Two Marsh brokerage employees and an underwriter at Zurich American Insurance pleaded guilty yesterday in New York Criminal Court to felony charges related to commercial insurance bid rigging.
Court documents revealed that among the evidence compiled against them by the New York Attorney General's Office was an e-mail from a broker asking an underwriter to provide a "fake" quote.
The three who pleaded are the latest persons charged in New York Attorney General Eliot Spitzer's ongoing investigation of the insurance industry and bring to six the number of executives and other staff at Marsh who have admitted to participating in bid-rigging activity.
On Tuesday Todd Murphy, 33, a former senior vice president in the Excess Casualty Division of Marsh's Global Broking Unit, pleaded guilty to a scheme to defraud in the first degree and admitted that he engaged in price fixing with American International Group.
Pleading guilty yesterday to the same charge as Mr. Murphy was Regina Hatton, 37, a broker in Mr. Murphy's division. Marsh broker Nicole Michaels, 31, pleaded to attempted combination in restraint of trade and competition.
Zurich underwriter James Spiegel also pleaded to a scheme to defraud in the first degree.

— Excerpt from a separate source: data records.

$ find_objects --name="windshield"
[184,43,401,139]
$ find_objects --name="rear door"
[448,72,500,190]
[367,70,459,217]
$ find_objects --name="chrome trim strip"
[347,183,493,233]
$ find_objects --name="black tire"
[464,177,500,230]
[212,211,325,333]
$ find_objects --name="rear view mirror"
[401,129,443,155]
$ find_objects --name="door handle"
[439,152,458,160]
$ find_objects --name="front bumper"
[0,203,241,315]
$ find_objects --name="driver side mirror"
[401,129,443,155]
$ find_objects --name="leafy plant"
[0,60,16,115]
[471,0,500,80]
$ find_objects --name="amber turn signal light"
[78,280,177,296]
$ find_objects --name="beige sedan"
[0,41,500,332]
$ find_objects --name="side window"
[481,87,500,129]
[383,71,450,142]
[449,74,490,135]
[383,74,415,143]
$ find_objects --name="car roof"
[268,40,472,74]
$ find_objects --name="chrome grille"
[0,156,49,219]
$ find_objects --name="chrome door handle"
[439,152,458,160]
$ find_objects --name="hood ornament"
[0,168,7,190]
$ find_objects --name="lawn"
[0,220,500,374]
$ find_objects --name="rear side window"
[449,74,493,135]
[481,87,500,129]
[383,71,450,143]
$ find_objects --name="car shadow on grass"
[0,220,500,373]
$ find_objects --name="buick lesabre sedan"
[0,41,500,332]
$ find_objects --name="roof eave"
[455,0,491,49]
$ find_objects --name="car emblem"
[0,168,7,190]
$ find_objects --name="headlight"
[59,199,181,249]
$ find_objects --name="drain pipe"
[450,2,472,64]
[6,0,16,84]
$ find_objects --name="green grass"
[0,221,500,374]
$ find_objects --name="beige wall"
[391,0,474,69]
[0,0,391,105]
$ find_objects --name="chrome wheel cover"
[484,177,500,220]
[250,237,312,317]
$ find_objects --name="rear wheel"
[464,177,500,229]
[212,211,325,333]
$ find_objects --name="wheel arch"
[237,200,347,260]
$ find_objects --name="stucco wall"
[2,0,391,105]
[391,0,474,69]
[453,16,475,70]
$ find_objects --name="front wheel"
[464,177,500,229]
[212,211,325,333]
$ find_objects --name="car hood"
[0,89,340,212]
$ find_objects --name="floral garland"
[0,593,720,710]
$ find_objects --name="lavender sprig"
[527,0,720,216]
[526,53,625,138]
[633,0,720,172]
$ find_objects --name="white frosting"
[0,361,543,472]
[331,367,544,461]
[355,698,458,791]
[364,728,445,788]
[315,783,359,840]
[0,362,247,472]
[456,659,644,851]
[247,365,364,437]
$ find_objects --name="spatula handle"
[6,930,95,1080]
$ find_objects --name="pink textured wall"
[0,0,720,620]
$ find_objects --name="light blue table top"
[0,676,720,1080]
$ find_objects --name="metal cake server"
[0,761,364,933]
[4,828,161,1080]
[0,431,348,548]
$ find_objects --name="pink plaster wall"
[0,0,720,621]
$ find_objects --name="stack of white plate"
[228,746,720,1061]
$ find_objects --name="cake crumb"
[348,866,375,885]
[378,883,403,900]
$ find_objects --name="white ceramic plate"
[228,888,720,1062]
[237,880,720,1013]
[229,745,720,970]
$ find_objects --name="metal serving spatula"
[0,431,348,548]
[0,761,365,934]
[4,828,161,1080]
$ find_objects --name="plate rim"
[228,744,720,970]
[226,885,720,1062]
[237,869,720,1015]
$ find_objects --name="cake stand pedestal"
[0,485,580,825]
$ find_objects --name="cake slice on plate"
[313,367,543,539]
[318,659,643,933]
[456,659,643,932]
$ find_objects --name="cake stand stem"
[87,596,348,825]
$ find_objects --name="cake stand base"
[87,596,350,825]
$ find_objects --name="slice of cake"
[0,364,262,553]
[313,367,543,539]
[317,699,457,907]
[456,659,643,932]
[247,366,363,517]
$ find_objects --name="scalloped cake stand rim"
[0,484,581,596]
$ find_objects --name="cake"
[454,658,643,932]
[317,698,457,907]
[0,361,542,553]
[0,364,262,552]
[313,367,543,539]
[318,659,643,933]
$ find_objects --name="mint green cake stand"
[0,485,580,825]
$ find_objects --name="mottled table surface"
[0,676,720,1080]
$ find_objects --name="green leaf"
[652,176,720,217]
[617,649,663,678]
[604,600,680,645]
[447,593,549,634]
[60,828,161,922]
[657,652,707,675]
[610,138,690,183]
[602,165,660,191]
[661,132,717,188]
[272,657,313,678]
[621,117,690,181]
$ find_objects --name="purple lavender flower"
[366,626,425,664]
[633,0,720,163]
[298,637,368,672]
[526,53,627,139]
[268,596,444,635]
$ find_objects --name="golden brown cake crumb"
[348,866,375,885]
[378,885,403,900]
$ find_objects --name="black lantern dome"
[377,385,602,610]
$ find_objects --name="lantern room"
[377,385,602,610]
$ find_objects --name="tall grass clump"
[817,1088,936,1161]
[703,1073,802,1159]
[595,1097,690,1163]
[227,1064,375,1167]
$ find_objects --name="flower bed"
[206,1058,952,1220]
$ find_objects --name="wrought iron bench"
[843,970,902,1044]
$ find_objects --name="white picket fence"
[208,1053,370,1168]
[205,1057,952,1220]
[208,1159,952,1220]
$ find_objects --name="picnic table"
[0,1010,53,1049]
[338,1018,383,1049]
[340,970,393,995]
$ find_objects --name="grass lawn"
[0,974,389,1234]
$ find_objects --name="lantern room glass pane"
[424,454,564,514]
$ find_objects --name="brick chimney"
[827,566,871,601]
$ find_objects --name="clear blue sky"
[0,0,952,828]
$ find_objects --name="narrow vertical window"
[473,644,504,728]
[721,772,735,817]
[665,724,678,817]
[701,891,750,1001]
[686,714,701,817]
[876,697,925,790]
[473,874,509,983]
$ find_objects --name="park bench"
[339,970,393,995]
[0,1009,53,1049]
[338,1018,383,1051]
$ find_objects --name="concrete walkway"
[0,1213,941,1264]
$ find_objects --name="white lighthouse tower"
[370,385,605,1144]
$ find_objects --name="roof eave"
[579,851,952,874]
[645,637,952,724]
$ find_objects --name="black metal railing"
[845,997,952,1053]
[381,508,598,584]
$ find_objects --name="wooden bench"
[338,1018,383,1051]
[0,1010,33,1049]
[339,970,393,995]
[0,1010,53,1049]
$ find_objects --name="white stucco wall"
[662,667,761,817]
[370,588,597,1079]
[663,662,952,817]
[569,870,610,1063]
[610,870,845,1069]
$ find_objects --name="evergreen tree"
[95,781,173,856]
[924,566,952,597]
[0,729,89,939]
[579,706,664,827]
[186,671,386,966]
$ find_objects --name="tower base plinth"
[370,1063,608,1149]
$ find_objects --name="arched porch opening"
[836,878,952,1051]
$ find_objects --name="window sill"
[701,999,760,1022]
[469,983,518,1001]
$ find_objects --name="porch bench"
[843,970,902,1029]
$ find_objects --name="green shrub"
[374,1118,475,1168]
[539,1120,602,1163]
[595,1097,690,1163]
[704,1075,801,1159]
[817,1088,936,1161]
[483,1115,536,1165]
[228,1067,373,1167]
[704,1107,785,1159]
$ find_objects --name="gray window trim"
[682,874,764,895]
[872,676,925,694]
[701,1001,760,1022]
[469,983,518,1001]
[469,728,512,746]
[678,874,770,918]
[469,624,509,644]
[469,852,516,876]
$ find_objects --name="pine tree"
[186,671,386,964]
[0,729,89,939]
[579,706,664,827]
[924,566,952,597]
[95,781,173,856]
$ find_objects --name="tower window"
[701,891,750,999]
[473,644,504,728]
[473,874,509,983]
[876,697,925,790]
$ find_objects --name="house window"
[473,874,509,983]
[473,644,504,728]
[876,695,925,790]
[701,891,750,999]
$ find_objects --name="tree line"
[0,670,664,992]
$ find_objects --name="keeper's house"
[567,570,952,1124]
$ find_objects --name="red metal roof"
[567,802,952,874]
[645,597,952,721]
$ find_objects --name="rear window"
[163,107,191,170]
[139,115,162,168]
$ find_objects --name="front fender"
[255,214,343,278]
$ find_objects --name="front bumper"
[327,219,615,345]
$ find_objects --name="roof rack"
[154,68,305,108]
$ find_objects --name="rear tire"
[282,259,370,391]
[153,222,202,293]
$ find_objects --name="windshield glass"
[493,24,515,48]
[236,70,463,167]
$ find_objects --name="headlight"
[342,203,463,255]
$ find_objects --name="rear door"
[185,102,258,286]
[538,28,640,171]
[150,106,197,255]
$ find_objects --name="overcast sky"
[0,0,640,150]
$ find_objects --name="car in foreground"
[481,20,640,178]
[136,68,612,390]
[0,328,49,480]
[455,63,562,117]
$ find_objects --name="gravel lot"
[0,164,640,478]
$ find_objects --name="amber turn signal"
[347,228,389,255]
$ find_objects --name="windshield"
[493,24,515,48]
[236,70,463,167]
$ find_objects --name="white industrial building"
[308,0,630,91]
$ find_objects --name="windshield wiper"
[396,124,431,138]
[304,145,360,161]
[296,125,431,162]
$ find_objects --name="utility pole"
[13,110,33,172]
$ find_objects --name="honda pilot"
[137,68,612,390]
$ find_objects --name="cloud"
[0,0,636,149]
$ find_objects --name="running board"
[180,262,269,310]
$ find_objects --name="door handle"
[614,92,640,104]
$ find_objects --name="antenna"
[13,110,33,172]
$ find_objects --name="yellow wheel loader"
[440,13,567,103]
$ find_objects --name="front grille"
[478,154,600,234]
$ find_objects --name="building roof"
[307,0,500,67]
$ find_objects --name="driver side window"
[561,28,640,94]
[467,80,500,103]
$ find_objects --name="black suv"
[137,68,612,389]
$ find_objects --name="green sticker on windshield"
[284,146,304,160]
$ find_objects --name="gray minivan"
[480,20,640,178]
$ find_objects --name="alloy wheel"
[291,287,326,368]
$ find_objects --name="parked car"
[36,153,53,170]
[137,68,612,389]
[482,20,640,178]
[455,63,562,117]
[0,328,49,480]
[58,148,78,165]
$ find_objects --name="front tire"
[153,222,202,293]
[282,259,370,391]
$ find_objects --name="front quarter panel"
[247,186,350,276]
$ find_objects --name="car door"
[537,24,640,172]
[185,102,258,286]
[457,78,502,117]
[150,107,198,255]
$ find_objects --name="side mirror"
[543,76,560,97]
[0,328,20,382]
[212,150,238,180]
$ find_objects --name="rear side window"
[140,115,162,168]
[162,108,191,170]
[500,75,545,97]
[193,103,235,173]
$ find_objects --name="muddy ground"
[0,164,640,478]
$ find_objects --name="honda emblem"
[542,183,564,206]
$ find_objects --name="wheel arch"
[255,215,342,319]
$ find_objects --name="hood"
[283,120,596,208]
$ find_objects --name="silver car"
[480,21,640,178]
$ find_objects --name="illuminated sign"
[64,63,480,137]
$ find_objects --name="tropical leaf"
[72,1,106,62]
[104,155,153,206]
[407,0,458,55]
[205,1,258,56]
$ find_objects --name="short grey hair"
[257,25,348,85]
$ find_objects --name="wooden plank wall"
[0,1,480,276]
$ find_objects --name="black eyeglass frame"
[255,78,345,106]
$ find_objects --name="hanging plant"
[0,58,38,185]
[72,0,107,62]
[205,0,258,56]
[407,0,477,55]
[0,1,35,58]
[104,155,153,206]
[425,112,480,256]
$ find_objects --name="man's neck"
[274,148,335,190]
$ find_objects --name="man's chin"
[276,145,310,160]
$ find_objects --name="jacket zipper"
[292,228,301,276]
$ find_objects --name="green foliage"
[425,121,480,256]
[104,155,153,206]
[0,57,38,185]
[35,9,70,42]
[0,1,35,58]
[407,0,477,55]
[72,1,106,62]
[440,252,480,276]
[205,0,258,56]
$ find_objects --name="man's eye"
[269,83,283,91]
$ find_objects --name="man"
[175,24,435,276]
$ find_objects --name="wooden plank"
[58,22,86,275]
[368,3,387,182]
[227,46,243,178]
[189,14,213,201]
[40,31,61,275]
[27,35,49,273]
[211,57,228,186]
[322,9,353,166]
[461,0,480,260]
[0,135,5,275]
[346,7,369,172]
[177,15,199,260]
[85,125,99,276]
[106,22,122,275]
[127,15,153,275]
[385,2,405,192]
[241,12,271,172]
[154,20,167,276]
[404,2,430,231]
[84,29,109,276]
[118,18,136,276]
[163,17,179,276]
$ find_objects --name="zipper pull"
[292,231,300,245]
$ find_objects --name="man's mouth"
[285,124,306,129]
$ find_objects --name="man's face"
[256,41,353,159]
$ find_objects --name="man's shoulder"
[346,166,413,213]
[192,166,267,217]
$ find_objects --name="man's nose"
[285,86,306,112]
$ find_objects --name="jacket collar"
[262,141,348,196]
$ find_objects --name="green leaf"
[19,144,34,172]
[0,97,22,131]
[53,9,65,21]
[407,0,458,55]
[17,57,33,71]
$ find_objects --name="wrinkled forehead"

According to complaints against the brokers, they arranged to have cooperating insurers submit phony quotes that were priced excessively. According to investigators this was done to ensure that incumbent carriers Marsh was representing would retain a client's business.
The bogus quotes were sometimes referred to as "B Quotes, Protective Quotes or Bs," according to the complaints, or were sometimes referred to as "fake."
In a Sept 26, 2002 e-mail, according to the complaint, Ms. Michaels gave an unnamed Zurich underwriter the figures on incumbent insurance carrier American International Group's quotes for a 25 excess of primary layer of excess casualty insurance and a 50 excess of primary layer.
Her e-mail, it was charged included the direction, "[p]lease over price your indications for 25 or 50 or both if you can. This is a fake quote both of them are fake."
Mr. Spiegel at Zurich was a senior underwriter in his company's Excess Casualty unit. According to the complaint against him, he provided phony quotes for Ms. Hatton.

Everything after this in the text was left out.